A bitterly debated draft of the declaration, opposed by Serb nationalists and condemned by Bosnian Muslims for not going far enough, extends condolences to the victims' families and the survivors of the single worst atrocity in Europe since the end of World War II. The wording condemns the massacre and apologises for Belgrade's failure to do more to prevent the killings, which were carried out by the Bosnian Serb Army and Serbian paramilitaries.
The Serbian Prime Minister Mirko Cvetkovic had urged the move saying it was necessary as "Serbia wants to demonstrate the desire to move to regional reconciliation and show good neighbourly relations among the countries in the region".

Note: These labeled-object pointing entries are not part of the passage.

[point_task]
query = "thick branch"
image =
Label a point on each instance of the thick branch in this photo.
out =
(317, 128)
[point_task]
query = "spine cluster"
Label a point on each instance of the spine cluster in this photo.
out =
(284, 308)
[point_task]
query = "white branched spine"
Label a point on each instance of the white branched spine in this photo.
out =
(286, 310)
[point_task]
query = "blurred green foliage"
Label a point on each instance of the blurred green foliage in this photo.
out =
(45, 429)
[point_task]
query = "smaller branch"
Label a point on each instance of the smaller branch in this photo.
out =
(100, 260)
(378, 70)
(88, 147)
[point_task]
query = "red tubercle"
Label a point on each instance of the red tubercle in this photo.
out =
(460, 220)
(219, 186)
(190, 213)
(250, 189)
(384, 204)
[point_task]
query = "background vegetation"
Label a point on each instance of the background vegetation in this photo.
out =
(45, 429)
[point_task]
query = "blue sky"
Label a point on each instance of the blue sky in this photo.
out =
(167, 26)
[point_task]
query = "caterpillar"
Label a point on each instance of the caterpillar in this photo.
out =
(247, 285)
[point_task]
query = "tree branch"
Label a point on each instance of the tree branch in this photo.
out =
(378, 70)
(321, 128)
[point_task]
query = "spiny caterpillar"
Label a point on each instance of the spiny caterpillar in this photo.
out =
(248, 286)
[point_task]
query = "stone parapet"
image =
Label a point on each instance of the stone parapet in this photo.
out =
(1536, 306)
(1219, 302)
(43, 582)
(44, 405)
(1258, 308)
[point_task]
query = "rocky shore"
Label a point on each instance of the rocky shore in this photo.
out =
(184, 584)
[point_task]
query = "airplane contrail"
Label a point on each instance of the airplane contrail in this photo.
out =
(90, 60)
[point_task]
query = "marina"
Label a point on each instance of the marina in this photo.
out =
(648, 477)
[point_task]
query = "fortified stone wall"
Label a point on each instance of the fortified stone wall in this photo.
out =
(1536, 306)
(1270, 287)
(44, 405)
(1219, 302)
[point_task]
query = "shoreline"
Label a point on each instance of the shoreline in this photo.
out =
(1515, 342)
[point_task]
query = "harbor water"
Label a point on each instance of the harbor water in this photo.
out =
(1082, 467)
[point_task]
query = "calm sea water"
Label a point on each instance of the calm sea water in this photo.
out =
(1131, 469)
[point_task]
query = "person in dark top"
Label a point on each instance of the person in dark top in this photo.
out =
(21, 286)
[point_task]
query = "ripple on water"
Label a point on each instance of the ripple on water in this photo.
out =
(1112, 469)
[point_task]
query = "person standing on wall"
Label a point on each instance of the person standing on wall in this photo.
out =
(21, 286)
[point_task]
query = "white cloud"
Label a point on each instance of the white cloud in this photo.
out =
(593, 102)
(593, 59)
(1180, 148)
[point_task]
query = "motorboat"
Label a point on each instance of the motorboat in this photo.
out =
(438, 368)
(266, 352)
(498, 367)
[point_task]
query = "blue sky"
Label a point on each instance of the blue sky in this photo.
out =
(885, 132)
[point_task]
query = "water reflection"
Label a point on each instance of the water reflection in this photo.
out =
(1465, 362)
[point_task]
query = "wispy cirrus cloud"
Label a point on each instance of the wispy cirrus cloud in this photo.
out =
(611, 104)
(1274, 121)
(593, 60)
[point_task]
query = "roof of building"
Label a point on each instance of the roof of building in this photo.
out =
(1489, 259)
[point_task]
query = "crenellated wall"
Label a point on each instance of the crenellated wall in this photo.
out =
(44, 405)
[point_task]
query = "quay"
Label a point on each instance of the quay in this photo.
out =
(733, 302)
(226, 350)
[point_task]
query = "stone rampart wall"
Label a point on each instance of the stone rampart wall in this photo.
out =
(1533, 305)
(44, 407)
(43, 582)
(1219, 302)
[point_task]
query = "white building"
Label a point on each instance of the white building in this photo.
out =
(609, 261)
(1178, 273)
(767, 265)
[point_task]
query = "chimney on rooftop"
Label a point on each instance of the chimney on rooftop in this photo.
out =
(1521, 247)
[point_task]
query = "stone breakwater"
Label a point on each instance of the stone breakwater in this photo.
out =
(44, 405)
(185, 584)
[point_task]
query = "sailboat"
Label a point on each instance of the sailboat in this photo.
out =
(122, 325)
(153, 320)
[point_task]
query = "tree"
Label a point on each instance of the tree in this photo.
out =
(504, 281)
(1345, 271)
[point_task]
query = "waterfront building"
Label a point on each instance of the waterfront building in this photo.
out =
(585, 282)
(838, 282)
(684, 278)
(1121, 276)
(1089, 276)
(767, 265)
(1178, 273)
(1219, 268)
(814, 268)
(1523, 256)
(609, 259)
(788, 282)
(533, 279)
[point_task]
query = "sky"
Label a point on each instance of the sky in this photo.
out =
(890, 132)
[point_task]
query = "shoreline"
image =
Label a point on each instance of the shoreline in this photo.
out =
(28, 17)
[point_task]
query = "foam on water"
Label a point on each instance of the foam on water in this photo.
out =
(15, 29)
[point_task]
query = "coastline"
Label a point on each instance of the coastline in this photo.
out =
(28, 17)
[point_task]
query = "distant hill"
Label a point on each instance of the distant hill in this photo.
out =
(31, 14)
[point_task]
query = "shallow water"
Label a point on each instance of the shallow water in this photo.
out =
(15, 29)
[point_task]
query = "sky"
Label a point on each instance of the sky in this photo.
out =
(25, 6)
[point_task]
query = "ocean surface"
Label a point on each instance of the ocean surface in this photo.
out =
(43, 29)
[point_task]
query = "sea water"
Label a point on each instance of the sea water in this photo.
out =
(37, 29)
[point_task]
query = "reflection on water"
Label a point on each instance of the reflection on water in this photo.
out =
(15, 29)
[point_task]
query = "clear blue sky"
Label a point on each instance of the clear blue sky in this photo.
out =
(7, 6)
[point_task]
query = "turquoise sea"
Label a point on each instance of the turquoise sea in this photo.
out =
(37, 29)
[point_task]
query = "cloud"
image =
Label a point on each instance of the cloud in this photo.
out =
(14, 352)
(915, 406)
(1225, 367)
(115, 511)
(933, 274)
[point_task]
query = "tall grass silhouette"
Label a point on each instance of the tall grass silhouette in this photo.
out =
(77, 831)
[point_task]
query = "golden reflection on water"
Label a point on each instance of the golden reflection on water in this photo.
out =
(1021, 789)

However, in a concession to Serb nationalists, the wording put to parliament crucially fell short of describing the atrocity as a genocide, using the terms "crime" and "tragedy" instead. The term genocide is used both by the International Court of Justice, the European Parliament and the International Criminal Tribunal for the former Yugoslavia.
"They (the MPs) shouldn't have bothered to adopt it (the resolution) with such a text," international law professor Vojin Dimitrijevic said. Many Serbs still live in denial that war crimes were committed in their name by their next of kin in the wars of the 1990s.
"The resolution in such a form does not mean a thing for us," said Hajra Catic, head of Women of Srebrenica, the Bosnia-based body representing families of massacre victims.
"Crimes were committed all over Bosnia, but it was genocide in Srebrenica; that is what happened," she said.
Ms Catic lost her husband Junuz, her son Nino and another 10 male members of her extended family in the aftermath of the fall of Srebrenica.
The Serb apology comes at a time when the Balkan nation is pushing hard to join the European Union. One of the political preconditions for accession is the arrest of the remaining author of the massacre, the Bosnian Serb general Ratko Mladic.
Despite the capture and arrest in 2008 of the Bosnian Serb political leader Radovan Karadzic, who is now on trial for war crimes in The Hague, Mladic remains in hiding and is still hailed by many Serbs as a hero. The parliamentary resolution calls for his arrest and urges the Bosnian Serb authorities to do everything they can to apprehend him.
Mladic's forces overran the UN-protected Muslim enclave in July 1995, separating men and boys from their families, who were allowed to leave. The men were summarily executed in nearby woods and buried in unmarked graves. Not all bodies have yet been recovered; that process continues, as does the painful task of identification.
Serb nationalists called the declaration "shameful" and tantamount to an admission of collective responsibility. "Serbia will sign its own guilt with this declaration", Slobodan Samardzic, a nationalist member, told the debate. "Why do you want to put a mark on the future generations that they will never wash away?" Velimir Ilic, another parliamentarian, asked.
In January 2009 the European Parliamnet called on all EU states to recognise 11 July, the date of the start of the massacre, as "a day of commemoration throughout the EU".